I appreciated the cover very much, and it was the first book in my new subscription. Making a magazine at all is hard work, making it look that good is above and beyond while maintaining professional content. I don't mean this lightly, but consider this. A friend and I were in discussion on Sky Marshals. They must be more than a man with a gun. The depth of professionalism must be appreciated. They should have a knowledge of explosives, be versed in emergency medical skills, and be able to consider a complex situation and make it simple. Where can you find such a depth of professionalism in the magazine business but at SWAT?
You cannot call a man with a degree in Journalism and give him a SWAT assignment. I have learned more from SWAT than in most of my police training, and I have a degree in Criminal Justice, executive school, etc.
When someone mentions how could the average person identify with SWAT, why, we all like to learn about things we never use. Some things have merit all above the practical. We can support the men and women who do these things. We all have a speciality. Frankly, most of the time I was the man with the gun in the PD, doing every job. It is good to learn from someone who served in a large agency and worked his speciality inside and out for 20 years.
Well, back to the cover--
Good models are hard to find and must be appreciated.

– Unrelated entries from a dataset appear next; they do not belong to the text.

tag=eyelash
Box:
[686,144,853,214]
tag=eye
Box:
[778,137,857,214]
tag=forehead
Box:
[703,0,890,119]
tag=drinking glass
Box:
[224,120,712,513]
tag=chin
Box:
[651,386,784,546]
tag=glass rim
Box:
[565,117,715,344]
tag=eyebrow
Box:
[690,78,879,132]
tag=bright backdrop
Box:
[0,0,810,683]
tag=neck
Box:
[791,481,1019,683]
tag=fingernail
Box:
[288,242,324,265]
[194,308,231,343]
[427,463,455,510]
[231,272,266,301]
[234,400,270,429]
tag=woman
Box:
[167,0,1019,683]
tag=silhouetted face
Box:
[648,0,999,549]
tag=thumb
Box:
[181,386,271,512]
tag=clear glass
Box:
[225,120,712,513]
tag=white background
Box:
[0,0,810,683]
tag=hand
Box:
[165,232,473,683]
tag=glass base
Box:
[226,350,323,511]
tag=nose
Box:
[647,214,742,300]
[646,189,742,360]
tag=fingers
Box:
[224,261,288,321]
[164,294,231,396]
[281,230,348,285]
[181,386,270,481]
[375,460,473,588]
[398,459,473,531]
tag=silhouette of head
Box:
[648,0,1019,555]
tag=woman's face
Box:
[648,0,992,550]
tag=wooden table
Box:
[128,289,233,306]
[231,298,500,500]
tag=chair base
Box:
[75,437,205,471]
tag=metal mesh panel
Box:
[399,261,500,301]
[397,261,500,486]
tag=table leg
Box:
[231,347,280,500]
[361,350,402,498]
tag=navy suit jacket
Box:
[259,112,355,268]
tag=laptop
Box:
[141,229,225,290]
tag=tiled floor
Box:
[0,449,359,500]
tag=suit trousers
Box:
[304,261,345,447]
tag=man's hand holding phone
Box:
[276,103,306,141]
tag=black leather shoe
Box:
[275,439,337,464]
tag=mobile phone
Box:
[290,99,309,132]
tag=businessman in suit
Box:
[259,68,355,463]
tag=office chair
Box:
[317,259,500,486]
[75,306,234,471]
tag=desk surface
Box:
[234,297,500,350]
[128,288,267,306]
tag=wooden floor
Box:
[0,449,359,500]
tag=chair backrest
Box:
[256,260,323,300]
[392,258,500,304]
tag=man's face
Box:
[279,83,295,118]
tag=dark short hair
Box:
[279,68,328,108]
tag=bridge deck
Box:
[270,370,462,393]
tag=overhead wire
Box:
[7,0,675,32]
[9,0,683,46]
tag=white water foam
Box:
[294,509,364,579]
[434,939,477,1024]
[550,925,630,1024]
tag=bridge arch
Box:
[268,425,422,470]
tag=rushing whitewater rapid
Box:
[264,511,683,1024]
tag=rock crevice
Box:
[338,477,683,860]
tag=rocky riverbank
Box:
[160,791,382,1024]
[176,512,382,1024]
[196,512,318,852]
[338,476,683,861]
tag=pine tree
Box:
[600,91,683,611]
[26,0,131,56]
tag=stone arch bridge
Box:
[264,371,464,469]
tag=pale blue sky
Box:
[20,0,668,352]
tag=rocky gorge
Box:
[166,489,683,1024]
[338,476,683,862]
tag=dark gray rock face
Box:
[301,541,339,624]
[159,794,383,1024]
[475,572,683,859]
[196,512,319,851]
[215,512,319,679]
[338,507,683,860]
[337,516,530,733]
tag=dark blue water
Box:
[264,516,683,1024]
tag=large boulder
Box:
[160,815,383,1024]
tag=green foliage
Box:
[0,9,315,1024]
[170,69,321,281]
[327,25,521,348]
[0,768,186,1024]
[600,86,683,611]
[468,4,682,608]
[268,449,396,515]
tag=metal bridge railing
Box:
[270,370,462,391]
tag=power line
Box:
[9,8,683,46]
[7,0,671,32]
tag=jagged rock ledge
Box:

It hits a spot in heart to see the writer use family in the shots, as I do so myself. My daughter has been a hostage at age three and my son, now in JROTC and a fine young man has been plastered with fake tattos to play a gang member.
I recognized Roy Huntington, once editor of Police Magazine, in Mr. Smith's story. Great!
If anyone needs a model that old guy in my stories has a face that looks like a rock quarry that has been dynamited. He is pretty cheap, too. I am 19 and play football.